Their fears are essentially twofold. First, they fear that big tech’s foray into banking represents yet another dangerous step towards their “hostile takeover” of the economy. Allowing big tech to enter banking, the argument goes, would drive community banks and other small-scale financial-service providers out of the market. This would allow tech giants to further consolidate their already enormous market power, pushing them even closer to monopoly status. Second, it’d further erode digital privacy by giving tech giants even greater access to even more personal data on consumer finances, taking them one step closer to reaching the much-feared Skynet status.

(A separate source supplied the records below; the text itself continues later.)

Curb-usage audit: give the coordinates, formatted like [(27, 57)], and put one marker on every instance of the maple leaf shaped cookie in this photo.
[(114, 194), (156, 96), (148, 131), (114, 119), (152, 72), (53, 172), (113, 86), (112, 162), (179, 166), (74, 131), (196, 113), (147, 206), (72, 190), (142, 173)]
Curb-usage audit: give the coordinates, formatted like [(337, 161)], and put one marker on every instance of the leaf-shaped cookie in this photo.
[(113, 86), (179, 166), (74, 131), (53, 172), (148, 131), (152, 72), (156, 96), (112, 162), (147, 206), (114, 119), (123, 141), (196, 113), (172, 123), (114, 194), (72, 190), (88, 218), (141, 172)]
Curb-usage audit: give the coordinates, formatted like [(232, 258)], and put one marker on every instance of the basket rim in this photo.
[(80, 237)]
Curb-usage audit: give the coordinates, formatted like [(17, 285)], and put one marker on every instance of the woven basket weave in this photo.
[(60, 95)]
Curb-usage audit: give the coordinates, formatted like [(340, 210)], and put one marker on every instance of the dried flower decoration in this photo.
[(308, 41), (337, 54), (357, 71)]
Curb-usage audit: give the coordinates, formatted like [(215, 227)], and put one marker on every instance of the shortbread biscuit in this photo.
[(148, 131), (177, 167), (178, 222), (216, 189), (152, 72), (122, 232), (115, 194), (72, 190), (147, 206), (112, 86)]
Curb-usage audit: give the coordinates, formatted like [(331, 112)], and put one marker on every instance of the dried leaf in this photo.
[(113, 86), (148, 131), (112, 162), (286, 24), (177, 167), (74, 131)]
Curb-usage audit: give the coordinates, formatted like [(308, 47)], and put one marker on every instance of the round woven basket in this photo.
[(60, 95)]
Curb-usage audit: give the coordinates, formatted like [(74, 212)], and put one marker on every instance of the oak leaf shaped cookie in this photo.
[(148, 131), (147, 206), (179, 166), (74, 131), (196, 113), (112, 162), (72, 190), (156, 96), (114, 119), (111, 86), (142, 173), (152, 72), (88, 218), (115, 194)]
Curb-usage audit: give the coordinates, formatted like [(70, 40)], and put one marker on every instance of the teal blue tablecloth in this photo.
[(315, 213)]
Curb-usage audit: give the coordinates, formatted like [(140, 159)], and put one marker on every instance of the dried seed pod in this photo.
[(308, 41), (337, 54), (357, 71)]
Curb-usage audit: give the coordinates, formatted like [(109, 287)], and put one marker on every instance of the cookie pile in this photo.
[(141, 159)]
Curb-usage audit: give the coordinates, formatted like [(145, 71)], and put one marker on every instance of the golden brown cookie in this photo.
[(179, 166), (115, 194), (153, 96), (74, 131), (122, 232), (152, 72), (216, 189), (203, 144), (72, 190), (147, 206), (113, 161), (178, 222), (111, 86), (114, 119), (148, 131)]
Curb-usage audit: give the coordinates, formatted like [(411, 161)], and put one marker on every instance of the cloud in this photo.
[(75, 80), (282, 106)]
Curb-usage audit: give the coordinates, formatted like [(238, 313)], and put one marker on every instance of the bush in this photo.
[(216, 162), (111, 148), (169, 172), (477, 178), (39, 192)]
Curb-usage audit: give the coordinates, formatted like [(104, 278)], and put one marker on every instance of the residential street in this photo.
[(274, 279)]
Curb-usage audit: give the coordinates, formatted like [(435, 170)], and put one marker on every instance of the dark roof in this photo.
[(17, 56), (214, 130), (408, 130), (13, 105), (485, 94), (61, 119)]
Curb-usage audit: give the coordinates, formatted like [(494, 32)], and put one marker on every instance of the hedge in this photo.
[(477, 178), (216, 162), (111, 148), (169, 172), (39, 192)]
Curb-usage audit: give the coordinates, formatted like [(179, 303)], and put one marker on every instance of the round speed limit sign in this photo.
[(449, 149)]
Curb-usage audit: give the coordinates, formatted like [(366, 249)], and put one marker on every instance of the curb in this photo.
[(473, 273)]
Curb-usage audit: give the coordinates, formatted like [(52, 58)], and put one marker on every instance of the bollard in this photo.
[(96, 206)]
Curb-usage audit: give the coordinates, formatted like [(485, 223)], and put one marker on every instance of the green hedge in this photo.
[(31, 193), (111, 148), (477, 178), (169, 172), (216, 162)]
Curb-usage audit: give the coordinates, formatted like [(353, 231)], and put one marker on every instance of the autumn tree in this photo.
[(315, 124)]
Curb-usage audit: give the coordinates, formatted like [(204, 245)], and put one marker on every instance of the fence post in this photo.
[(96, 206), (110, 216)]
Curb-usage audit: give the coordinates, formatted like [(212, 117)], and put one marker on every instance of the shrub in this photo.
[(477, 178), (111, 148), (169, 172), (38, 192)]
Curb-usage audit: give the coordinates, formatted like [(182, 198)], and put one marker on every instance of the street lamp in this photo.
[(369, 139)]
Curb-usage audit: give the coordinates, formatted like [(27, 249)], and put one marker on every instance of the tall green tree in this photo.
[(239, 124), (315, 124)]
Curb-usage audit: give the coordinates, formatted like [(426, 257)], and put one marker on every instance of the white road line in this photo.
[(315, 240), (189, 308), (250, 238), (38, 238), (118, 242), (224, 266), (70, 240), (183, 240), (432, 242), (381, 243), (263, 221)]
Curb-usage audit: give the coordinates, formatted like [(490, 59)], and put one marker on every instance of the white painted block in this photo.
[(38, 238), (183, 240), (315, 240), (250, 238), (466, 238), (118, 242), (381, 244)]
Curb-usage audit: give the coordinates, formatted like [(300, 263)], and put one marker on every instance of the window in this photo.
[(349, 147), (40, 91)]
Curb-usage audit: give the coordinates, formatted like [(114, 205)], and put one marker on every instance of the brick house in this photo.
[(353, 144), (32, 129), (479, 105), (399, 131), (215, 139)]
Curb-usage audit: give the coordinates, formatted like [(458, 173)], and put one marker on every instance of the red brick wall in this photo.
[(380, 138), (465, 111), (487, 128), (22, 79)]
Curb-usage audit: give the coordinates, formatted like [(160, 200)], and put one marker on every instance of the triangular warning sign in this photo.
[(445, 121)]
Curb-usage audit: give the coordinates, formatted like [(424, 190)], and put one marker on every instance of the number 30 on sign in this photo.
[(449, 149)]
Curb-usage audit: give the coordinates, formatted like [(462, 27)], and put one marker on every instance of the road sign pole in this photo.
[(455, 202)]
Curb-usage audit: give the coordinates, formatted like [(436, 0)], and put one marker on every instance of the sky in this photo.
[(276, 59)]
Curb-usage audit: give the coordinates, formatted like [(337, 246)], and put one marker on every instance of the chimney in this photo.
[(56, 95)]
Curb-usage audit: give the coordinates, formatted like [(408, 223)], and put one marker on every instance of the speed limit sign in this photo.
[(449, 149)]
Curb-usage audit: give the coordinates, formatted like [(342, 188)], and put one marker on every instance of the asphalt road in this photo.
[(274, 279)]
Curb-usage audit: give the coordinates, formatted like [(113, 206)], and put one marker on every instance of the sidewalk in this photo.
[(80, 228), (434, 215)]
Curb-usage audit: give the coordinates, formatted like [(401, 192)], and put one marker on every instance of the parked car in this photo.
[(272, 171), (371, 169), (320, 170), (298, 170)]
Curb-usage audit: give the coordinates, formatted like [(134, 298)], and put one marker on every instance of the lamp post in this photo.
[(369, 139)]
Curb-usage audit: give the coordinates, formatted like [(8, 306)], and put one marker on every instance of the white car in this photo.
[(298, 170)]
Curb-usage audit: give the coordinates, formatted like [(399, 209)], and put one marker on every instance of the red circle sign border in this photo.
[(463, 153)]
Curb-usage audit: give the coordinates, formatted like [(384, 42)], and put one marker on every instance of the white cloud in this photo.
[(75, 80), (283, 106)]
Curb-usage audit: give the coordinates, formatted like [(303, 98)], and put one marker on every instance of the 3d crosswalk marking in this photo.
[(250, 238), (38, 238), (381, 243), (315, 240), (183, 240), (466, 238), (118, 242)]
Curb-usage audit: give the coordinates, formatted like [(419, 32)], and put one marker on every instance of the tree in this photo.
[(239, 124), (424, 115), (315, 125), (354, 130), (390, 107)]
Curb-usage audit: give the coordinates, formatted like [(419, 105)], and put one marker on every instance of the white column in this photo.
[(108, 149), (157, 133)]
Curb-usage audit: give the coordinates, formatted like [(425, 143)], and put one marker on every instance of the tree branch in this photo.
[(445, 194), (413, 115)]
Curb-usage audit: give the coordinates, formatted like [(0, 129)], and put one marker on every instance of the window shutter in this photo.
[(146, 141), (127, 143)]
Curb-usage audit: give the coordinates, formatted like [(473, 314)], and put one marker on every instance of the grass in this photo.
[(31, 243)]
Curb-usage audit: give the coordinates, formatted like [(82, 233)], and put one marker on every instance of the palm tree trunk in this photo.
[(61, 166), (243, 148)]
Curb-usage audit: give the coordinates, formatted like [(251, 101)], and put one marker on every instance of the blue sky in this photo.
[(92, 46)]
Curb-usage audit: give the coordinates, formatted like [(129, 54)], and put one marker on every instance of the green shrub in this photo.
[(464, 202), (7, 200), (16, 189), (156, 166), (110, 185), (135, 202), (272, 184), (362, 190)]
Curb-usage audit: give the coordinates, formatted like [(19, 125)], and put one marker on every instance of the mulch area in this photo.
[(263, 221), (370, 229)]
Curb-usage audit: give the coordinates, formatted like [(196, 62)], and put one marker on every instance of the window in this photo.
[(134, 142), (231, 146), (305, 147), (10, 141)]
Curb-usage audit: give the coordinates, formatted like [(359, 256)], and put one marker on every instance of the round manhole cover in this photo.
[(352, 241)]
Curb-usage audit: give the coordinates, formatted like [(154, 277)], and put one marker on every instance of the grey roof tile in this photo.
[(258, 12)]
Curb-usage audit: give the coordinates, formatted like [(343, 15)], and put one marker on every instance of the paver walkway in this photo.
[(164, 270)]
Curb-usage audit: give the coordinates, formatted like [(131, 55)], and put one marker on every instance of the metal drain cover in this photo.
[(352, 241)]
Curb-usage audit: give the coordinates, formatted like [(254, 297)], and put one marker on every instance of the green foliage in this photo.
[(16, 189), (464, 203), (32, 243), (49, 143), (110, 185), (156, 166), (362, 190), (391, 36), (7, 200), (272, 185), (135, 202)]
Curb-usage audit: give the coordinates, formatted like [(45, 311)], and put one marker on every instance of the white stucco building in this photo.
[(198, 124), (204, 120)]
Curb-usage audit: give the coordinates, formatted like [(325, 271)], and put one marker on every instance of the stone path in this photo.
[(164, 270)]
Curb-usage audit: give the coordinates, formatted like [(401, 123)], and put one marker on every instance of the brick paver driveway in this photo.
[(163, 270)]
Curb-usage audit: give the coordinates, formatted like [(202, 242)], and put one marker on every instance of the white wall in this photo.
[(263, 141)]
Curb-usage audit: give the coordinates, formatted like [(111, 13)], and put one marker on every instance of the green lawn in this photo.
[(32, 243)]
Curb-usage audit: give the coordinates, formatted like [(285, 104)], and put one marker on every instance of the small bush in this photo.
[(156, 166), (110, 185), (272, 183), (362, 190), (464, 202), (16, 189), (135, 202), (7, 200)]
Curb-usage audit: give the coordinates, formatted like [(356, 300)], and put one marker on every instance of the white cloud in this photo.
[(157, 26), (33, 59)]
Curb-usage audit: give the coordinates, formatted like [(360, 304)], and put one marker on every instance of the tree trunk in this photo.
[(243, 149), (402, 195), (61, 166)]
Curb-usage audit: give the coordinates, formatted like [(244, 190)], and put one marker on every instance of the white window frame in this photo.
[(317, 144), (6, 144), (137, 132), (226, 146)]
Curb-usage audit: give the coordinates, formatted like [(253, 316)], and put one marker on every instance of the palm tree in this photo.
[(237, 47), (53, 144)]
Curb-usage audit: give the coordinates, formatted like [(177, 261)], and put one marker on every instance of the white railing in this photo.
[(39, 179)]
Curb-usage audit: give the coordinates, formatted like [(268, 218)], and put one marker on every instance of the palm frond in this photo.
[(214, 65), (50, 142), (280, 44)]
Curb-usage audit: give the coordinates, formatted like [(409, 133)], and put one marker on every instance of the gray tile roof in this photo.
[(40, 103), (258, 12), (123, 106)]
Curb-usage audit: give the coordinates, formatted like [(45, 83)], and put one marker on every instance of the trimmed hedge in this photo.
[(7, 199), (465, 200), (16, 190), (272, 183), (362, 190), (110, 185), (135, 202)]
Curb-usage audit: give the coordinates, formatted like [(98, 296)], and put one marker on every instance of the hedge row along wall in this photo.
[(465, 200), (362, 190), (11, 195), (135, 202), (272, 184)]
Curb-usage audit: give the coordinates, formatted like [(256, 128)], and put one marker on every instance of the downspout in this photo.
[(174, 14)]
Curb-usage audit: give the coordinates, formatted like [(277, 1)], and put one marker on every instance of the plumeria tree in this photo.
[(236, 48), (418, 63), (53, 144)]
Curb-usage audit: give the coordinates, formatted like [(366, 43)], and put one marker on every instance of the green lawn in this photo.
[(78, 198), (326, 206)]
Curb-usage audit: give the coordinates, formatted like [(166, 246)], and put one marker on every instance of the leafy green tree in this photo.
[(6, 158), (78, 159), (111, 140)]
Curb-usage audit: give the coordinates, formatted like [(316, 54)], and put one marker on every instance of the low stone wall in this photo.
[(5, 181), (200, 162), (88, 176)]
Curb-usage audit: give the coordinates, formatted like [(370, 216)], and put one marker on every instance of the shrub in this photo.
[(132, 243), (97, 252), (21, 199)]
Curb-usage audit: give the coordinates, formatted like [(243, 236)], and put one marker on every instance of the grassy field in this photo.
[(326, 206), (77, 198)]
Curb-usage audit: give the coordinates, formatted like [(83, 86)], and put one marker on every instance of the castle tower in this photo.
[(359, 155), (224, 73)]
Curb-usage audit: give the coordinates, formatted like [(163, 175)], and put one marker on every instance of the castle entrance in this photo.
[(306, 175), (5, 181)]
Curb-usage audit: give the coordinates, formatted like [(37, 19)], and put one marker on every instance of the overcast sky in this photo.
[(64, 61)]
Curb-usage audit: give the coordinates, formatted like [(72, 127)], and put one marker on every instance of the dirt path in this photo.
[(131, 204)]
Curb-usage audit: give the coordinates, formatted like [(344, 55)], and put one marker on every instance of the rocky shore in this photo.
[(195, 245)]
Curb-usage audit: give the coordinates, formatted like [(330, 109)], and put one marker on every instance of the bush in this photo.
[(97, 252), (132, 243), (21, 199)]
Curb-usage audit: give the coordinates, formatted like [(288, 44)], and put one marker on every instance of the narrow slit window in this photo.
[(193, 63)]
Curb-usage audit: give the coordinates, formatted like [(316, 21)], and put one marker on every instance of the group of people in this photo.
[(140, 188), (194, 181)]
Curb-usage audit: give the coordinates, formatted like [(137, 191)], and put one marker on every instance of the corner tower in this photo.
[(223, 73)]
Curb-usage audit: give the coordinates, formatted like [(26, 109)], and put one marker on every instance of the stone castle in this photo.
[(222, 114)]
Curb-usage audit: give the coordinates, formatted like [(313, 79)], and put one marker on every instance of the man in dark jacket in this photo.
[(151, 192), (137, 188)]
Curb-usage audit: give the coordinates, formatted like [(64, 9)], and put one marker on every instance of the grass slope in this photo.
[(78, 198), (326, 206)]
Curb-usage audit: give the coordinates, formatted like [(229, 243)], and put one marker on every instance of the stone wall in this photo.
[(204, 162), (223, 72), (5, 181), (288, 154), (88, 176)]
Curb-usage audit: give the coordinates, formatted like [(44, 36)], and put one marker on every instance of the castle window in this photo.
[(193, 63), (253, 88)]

At the National Conservatism Conference last summer, Carlson argued that “the main threat to your [freedom] does not come from government anymore” but from the private sector in the form of big tech companies like Google and Facebook.
The second group is the bankers. Bank lobbyists have long complained that tech firms have been given an unfair advantage over banks. In particular, they argue that tech firms have exploited regulatory loopholes that don’t require them to apply for a standard banking charter and don’t subject them to the more rigorous regulations that apply to traditional banks. “They’re not doing anything innovative by skirting the regulations that [banks] have to abide by,” said Paul Merski, chief economist of the Independent Community Bankers.
The banking lobby’s push to restrict big tech’s entry into banking has already received considerable bipartisan support in Congress. Last November, Sen. John Kennedy (R-Louisiana) and Rep. Chuy Garcia (D-Illinois) introduced the Keep Big Tech Out of Finance Act, which would prohibit Facebook and other big tech firms from creating their own digital currencies. The bill was deliberately introduced on the 20th anniversary of the Gramm-Leach-Bliley Act.
“I think members of Congress on both sides of the aisle have serious concerns about the entry of big tech into banking and financial services,” Garcia said. “We’re drawing a clear line between banking and commerce by clarifying the extent to which tech can be involved in financial activity.”
Although they haven’t entirely prevented nonbanks from offering an array of innovative financial products, this coalition of bankers and big tech critics – our proverbial bootleggers and Baptists, respectively – has largely succeeded in thwarting tech companies in their effort to become full-fledged banks. Yet, despite their public proclamations that these higher barriers to entry into banking are essential for protecting consumers, there’s little to no evidence that banks are engaging in these anti-big-tech lobbying efforts out of the kindness of their hearts rather than their own financial self-interest.
Contrary to what these modern-day bootleggers and Baptists argue, allowing more entrants into financial services is not inherently risky. And, to the extent that it exposes some consumers to more risk, it does so because those consumers prefer riskier options to the available alternatives.
Competition and innovation benefit consumers. At a time when expanding access to financial services has become a priority, suppressing innovation from its most likely sources in the tech sector is simply a recipe for disappointment. As Aaron Klein of Brookings and Brian Knight of Mercatus have noted, “Trying to shoehorn the new Fintech world into the old regulatory system risks denying the benefits of competition and innovation to millions of Americans.”
Financial inclusion has skyrocketed around the world thanks in large part to relaxing outmoded regulations to give tech companies and other non-bank entities greater scope to find innovative solutions for reaching the poor and unbanked. There is no reason regulators should let banking lobbyists and anti-tech advocacy groups – our modern day bootleggers and Baptists – prevent Americans from reaping the benefits of financial innovations. Prohibition of alcohol proved to be a disastrously bad idea. Prohibiting competition in banking is unlikely to fare any better.